You also have flickering if you use per-widget bitmaps - the drawing operation then becomes the blitting of the widget bitmap to the screen.
Buffering widgets does not work like that (i.e. one bitmap per widget). It works with a background bitmap that all widgets are drawn onto, and then the final result is displayed, either via page flipping or blitting.
Why would you want to redraw every single widget when you could just blit a stored copy of the gui panel into place as necessary?
Because bitmaps take a lot of memory, and you will usually have to redraw the bitmap anyway.
The EXPOSE event may tell you what part of the screen is dirty, but if A5 is using page flipping and you update one page and flip, that update is lost on the second page.
Perhaps. I haven't seen it though, in my current demos. Which means that A5 doesn't use page flipping, it just blits the back buffer to the front buffer.
Premature optimization anyone? The overhead added by an update function is completely negligible. If your timer is running at 60Hz, then you will never be more than 1/60 of a second behind the actual time you wanted. No human can even tell the difference between 60/60 and 61/60 of a second.

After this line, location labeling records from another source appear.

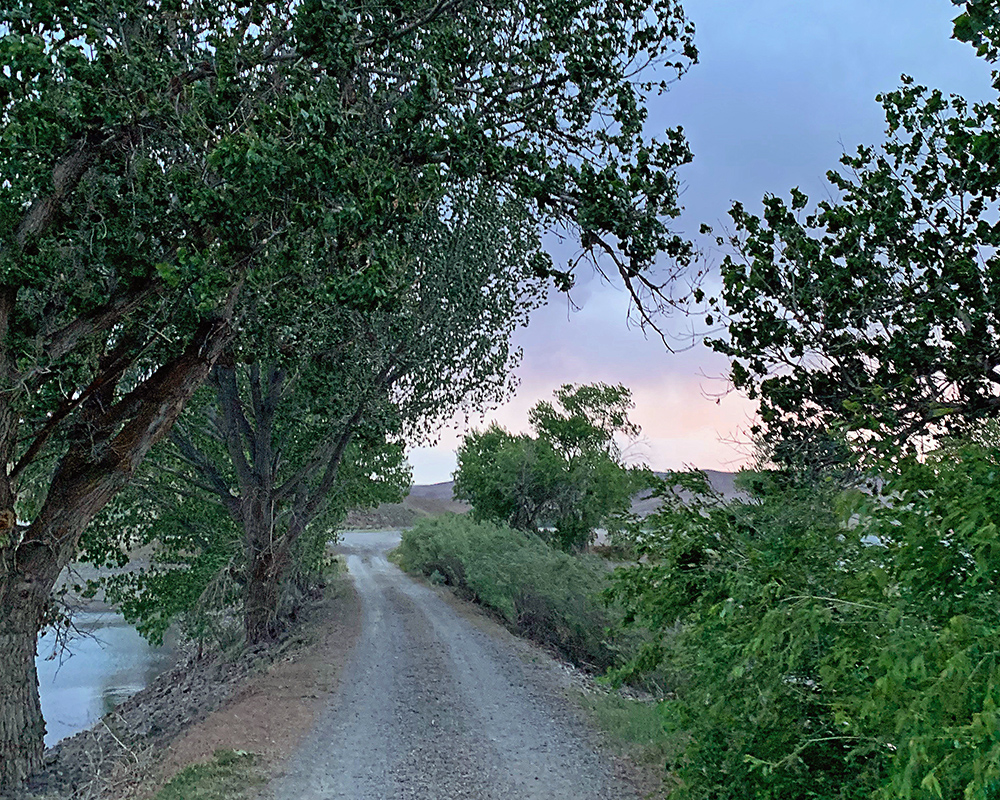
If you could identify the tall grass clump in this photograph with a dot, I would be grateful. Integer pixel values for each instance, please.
(545, 594)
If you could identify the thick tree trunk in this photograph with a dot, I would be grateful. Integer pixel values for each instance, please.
(260, 613)
(22, 728)
(106, 446)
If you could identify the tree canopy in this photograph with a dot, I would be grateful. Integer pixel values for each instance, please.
(164, 161)
(872, 320)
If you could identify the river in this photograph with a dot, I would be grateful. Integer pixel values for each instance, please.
(104, 664)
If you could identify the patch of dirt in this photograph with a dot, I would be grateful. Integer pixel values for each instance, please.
(263, 702)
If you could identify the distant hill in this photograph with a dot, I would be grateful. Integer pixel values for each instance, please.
(429, 500)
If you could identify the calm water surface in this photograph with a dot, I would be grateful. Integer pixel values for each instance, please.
(107, 664)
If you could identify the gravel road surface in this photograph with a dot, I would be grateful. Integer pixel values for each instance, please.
(433, 706)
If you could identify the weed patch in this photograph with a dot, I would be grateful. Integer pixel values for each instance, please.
(230, 775)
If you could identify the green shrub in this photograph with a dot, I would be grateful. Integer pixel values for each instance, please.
(548, 595)
(830, 644)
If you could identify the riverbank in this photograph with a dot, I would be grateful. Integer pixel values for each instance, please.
(262, 701)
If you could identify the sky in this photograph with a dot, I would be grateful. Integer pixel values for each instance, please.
(782, 89)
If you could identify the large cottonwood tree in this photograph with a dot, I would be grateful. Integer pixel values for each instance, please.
(160, 158)
(300, 423)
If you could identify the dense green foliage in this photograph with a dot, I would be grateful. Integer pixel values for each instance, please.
(829, 644)
(170, 168)
(569, 476)
(311, 423)
(550, 596)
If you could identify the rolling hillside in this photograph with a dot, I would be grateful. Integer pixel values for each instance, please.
(436, 498)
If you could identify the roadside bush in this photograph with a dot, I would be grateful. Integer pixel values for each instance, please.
(548, 595)
(829, 644)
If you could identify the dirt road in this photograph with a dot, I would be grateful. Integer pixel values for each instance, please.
(435, 707)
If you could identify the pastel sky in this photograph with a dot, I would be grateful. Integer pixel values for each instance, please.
(783, 87)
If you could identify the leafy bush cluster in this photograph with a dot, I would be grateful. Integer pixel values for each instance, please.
(549, 595)
(829, 643)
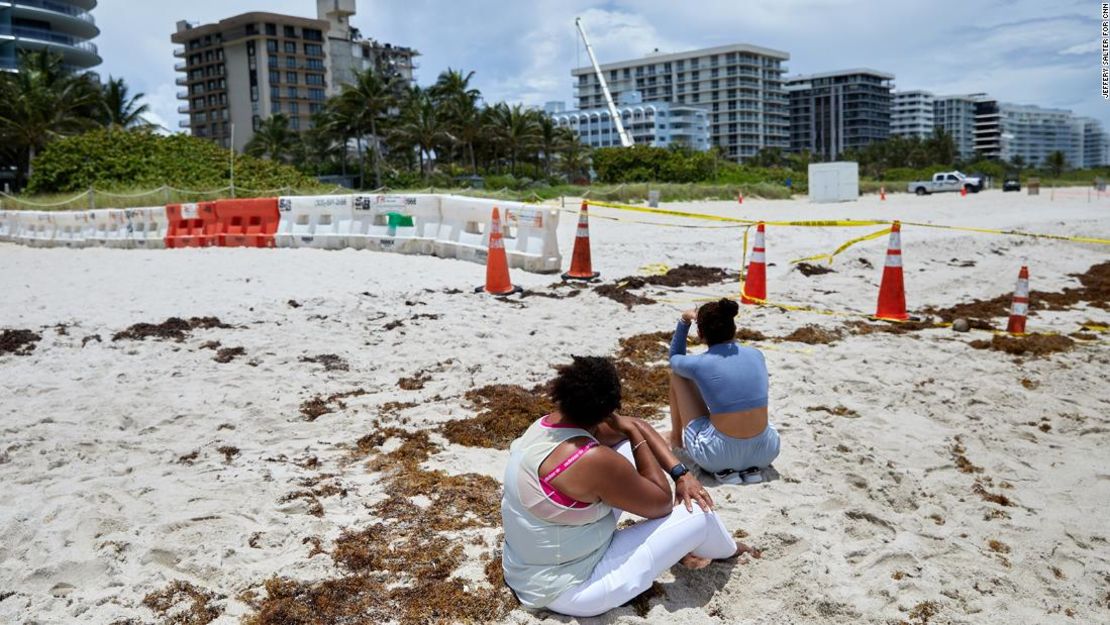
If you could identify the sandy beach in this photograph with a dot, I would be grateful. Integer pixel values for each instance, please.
(922, 480)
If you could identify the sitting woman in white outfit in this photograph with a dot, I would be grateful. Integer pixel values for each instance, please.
(565, 489)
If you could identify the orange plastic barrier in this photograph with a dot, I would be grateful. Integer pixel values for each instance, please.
(191, 225)
(246, 223)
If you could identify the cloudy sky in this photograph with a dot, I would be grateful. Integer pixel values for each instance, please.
(1026, 51)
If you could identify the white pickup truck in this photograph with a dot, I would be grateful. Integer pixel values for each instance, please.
(946, 181)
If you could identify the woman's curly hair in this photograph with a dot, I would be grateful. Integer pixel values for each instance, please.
(716, 321)
(587, 391)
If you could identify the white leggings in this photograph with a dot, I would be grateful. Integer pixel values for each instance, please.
(638, 554)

It's noticeable, because there are other delays too: the thread that implements the timer, the putting of event in the queue, the waking up of the thread etc. These may amount to more than 20 milliseconds, especially on Windows where the default timer accuracy is 10 milliseconds.
The main problem though is that a thread waking up every 16 milliseconds. It's a resource hog.
Of course it is. Only the widgets that actually use the update function will ever redefine it. The rest of the widgets don't have to do a single thing with it.
But the whole widget tree will have to be notified every 16 milliseconds of the timer. Isn't that a performance issue?
I really just disagree with you on this. This all works perfectly fine in my GUI, and adding in 5-10 lines of timer code is not too much to ask a user to do if they want animations.
Well, it may work for you, but if you try to do a simulation where the simulation state is updated every 100 milliseconds, and you have a thread waking up every 16 milliseconds, you will notice many hickups in the simulation thread.
I want to avoid any possible performance issues in my gui, since I'd like to use it in my simulations. Perhaps your needs are different, but even if they are, I don't see how saving up resources is a bad thing.
Why make the limitation of one animation at a time?
I will not make such a limitation. I was just referring to the most common use cases for timers on a gui, i.e. blinking cursors and automated scrolling views.
According to al_flip_display documentation:
Pointers to the special back and front buffer bitmaps remain valid and retain their semantics as back and front buffers respectively, although their contents may have changed.
So the expose event works because the back and front buffers remain back and front buffers after a flip.